Diuretics are the most widely prescribed class of drugs. As renal function deteriorates in patients with chronic kidney disease (CKD) whose glomerular filtration rate falls below 60 ml/min (stages 3 to 5) they become more salt-sensitive and require a low BP goal to slow the progression of their disease and to prevent the associated cardiovascular disease (CV) complications. This mandates a predictably effective diuretic. However, at CKD >3-5, thiazides lose their efficacy. Patients are often switched to furosemide although this suffers from a number of limitations. Furosemide has a highly variable bioavailability (10 to 80%) that leads to unpredictable efficacy and its accumulation in advanced CKD leads to ototoxicity. It has a very short duration of action of about 4 hours that permit post- diuretic renal Na+ and fluid retention that limits the loss of body salt and water (efficacy) and t an abrupt action ("Niagara effect") that reduces the quality of life and causes neurohumoral activation, including aldosterone secretion, that are associated with bad clinical outcomes. Torsemide is a fully effective loop diuretic that is eliminated largely by hepatic metabolism and so does not accumulate in CKD. It has a high and constant bioavailability (80- 100%) in CKD, and blocks the secretion and action of aldosterone, thereby generally maintaining serum potassium concentrations. However, it too suffers from a limited duration of action (4 -8 hours). To address this unmet need and to provide a better diuretic for hypertensive CKD, we have formulated an extended release (ER) form of torsemide that releases the drugs over 8-10 hours in solution. This grant is a proposal for a phase 1 within - subject, cross over, single dose trialto contrast torsemide ER with torsemide immediate release (IR) in 8 normal individuals on fixed Na+ and K+ intakes.

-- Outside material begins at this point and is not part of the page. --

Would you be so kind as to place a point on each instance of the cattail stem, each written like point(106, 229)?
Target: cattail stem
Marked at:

Aims 1 will compare pharmakokinetics;
aim 2 pharmakodynamics (Na+ and K+ balances) and aim 3 neurohurmonal activation. If successful, this will lead to a similar phase 2 trial in patients with CKD 3-5. This would be followed by an efficacy and safety trial in patients with CKD 3-5 that includes the effects of torsemide ER compared with the standard-of-care drug, furosemide, comparing antihypertensive efficacy and safety in this population.
Loop diuretics such as torsemide are required to reduce body salt and water and to control hypertension in patients with chronic kidney disease. However, the duration of action of torsemide is short, which allows time for the kidney to regain the salt and water lost by the action of the drug. We are proposing a clinical trial of an extended release formulation of torsemide to confirm that this extended release formulation leads to a prolonged delivery of torsemide to the blood and thereby to a better salt and water loss. This is the first step in developing a new long-acting diuretic for the two million Americans that suffer from high blood pressure and chronic kidney disease.